See their docs for details.
Then add the connection in Open WebUI using the URL and API Key above:

LM Studio provides a local OpenAI-compatible server with a GUI for model management.
| Setting | Value |
|---|---|
| URL | http://localhost:1234/v1 |
| API Key | Leave blank (or lm-studio as placeholder) |
Start the server in LM Studio via the "Local Server" tab before connecting.
vLLM is a high-throughput inference engine with an OpenAI-compatible server. See the dedicated vLLM guide for full setup instructions.
| Setting | Value |
|---|---|
| URL | http://localhost:8000/v1 (default vLLM port) |
| API Key | Leave blank (unless configured) |
LocalAI is a drop-in OpenAI-compatible replacement that runs models locally.
| Setting | Value |
|---|---|
| URL | http://localhost:8080/v1 |
| API Key | Leave blank |
Docker Model Runner runs AI models directly in Docker containers.
| Setting | Value |
|---|---|
| URL | http://localhost:12434/engines/llama.cpp/v1 |
| API Key | Leave blank |
See the Docker Model Runner docs for setup instructions.
If your server is slow to start or you're connecting over a high-latency network, you can adjust the model list fetch timeout:
# Adjust timeout for slower connections (default is 10 seconds)
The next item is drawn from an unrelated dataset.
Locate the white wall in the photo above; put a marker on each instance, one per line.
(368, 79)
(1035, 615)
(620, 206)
AIOHTTP_CLIENT_TIMEOUT_MODEL_LIST=5
If you've saved an unreachable URL and the UI becomes unresponsive, see the Model List Loading Issues troubleshooting guide for recovery options.
Required API Endpoints
To ensure full compatibility with Open WebUI, your server should implement the following OpenAI-standard endpoints:
| Endpoint | Method | Required? | Purpose |
|---|---|---|---|
/v1/models | GET | Recommended | Used for model discovery and selecting models in the UI. If not available, add models to the allowlist manually. |
/v1/chat/completions | POST | Yes | The core endpoint for chat, supporting streaming and parameters like temperature. |
/v1/embeddings | POST | No | Required if you want to use this provider for RAG (Retrieval Augmented Generation). |
/v1/audio/speech | POST | No | Required for Text-to-Speech (TTS) functionality. |
/v1/audio/transcriptions | POST | No | Required for Speech-to-Text (STT/Whisper) functionality. |
/v1/images/generations | POST | No | Required for Image Generation (DALL-E) functionality. |
Supported Parameters
Open WebUI passes standard OpenAI parameters such as temperature, top_p, max_tokens (or max_completion_tokens), stop, seed, and logit_bias. It also supports Tool Use (Function Calling) if your model and server support the tools and tool_choice parameters.
Step 2: Start Chatting!
Select your connected provider's model in the chat menu and get started!
That's it! Whether you choose a cloud provider or a local server, you can manage multiple connections — all from within Open WebUI.
🚀 Enjoy building your perfect AI setup!